Despite this, I think most organisations’ plans have proved to be up to the job: most people are working from home and things will settle over time. This gives you an excellent opportunity to reflect and optimise your plans. This is useful because this remote working arrangement is unlikely to be reversed any time soon, and it’s likely to have a significant impact on the way businesses operate in the future.
While you’re reflecting, it’s really important not to just focus on the nuts and bolts of the business continuity plan, but to take a more strategic approach. For example, instead of ‘we didn’t have enough laptops, so we’d better make sure we have more available’. How about ‘we didn’t have enough laptops but most of our employee have their own devices, so how could we approach the challenge differently to enable them to use those instead’? When you take this strategic approach, it allows you to examine your workforce’s demographic nature and to consider people’s preferences.

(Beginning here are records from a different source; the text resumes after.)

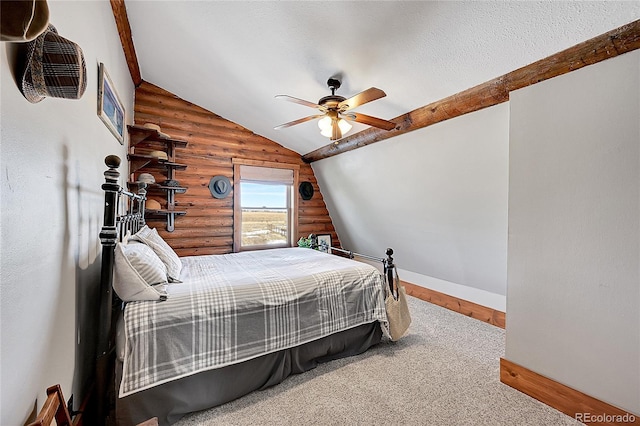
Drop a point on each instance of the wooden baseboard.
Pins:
(461, 306)
(576, 404)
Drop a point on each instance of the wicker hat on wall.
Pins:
(23, 20)
(55, 67)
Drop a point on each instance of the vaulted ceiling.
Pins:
(233, 58)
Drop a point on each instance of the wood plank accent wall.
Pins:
(213, 142)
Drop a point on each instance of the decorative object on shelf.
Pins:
(159, 155)
(324, 243)
(171, 182)
(153, 204)
(219, 186)
(55, 67)
(110, 109)
(306, 190)
(23, 20)
(146, 178)
(157, 128)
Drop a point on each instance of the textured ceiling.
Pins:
(232, 58)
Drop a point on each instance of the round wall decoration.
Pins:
(306, 190)
(219, 186)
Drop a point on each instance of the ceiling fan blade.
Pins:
(371, 121)
(298, 121)
(297, 101)
(361, 98)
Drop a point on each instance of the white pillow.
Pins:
(150, 237)
(138, 273)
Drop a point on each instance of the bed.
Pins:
(220, 326)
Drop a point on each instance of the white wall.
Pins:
(51, 162)
(437, 196)
(574, 230)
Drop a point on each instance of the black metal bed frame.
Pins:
(115, 228)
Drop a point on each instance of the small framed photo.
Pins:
(324, 243)
(110, 109)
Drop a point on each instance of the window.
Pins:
(265, 205)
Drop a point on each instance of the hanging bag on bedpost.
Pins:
(396, 303)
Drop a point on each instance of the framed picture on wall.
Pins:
(110, 109)
(324, 243)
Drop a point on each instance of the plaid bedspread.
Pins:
(235, 307)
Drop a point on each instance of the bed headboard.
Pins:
(123, 213)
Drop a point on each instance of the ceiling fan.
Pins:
(336, 111)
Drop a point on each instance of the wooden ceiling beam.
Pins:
(124, 30)
(613, 43)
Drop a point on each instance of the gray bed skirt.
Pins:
(171, 401)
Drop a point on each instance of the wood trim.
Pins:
(611, 44)
(124, 30)
(464, 307)
(563, 398)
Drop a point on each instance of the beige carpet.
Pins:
(445, 372)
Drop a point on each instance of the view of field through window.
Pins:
(264, 214)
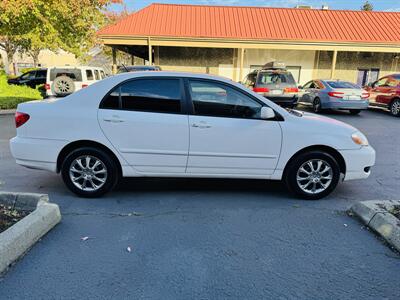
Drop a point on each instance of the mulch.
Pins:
(9, 216)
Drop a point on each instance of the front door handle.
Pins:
(201, 125)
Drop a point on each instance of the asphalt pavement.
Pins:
(210, 239)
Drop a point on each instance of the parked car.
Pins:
(274, 82)
(65, 80)
(32, 78)
(184, 125)
(334, 94)
(125, 69)
(386, 93)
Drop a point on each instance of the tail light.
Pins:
(21, 119)
(336, 94)
(291, 90)
(261, 90)
(365, 95)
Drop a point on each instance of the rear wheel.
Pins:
(312, 175)
(317, 108)
(395, 108)
(89, 172)
(355, 111)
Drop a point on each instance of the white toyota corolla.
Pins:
(184, 125)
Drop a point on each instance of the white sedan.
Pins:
(184, 125)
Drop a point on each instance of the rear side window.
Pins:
(275, 78)
(342, 85)
(96, 74)
(148, 95)
(74, 74)
(89, 75)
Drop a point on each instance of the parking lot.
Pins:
(210, 239)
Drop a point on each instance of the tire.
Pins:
(97, 184)
(355, 111)
(395, 108)
(317, 108)
(63, 86)
(330, 177)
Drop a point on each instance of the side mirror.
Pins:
(267, 113)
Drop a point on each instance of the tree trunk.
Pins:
(35, 56)
(10, 50)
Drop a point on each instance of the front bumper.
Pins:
(358, 162)
(346, 104)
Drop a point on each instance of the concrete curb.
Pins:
(375, 214)
(7, 111)
(17, 239)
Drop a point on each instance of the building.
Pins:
(46, 58)
(230, 41)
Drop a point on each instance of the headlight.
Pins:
(359, 139)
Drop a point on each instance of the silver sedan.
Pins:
(334, 94)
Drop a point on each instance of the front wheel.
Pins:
(395, 108)
(312, 175)
(317, 107)
(89, 172)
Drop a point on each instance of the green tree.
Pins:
(32, 25)
(367, 6)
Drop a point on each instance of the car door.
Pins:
(227, 136)
(146, 121)
(378, 91)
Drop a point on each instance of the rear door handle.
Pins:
(201, 125)
(113, 120)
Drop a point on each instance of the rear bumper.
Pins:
(346, 104)
(36, 153)
(284, 100)
(358, 162)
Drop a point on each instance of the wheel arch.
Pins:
(85, 143)
(339, 158)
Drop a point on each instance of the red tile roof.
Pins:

Ofcom’s 2019 report1 on the UK communications market found that 94% of the UK population has a mobile phone, with only those aged over 65 falling below that average, and 72% of 18-34-year-olds describe mobile phones as the most important device they use, compared to 17% of over 55s. Looking at social economic demographics, around 70% of those within the A, B, & C1 social groups2 have access to their own laptop, and a further 65% have access to a tablet. The A, B and C1 groups make up more than half the population and are mainly the office workers now required to work from home.
Carrying out a similar analysis of your workforce gives you a fantastic opportunity to thoroughly evaluate risk and opportunity, and to identify the best way to solve any challenges. This is the secret to Capita’s approach to business continuity: we consult to get a really deep understanding of the organisation, the people and the most critical processes that would cause the most hurt if they failed. We do all of this before offering any solutions (whether technological or not).
We put this approach into action at a healthcare trust, which had issues of staff availability and their ability to focus on the highest value tasks for their patients. Together we identified that certain administrative tasks, although very important, were pulling key resources away from treating patients. The solution was to automate those key processes, which reduced the trust’s staffing risks and enabled its people to continue the fantastic work they’re doing for us all.
Our role in supporting our healthcare service in this situation delivered a lot of value to the customer. By taking a similar strategic approach to reviewing your business continuity plans in the current unique and challenging environment, other organisations can not only survive but also adapt and start to thrive.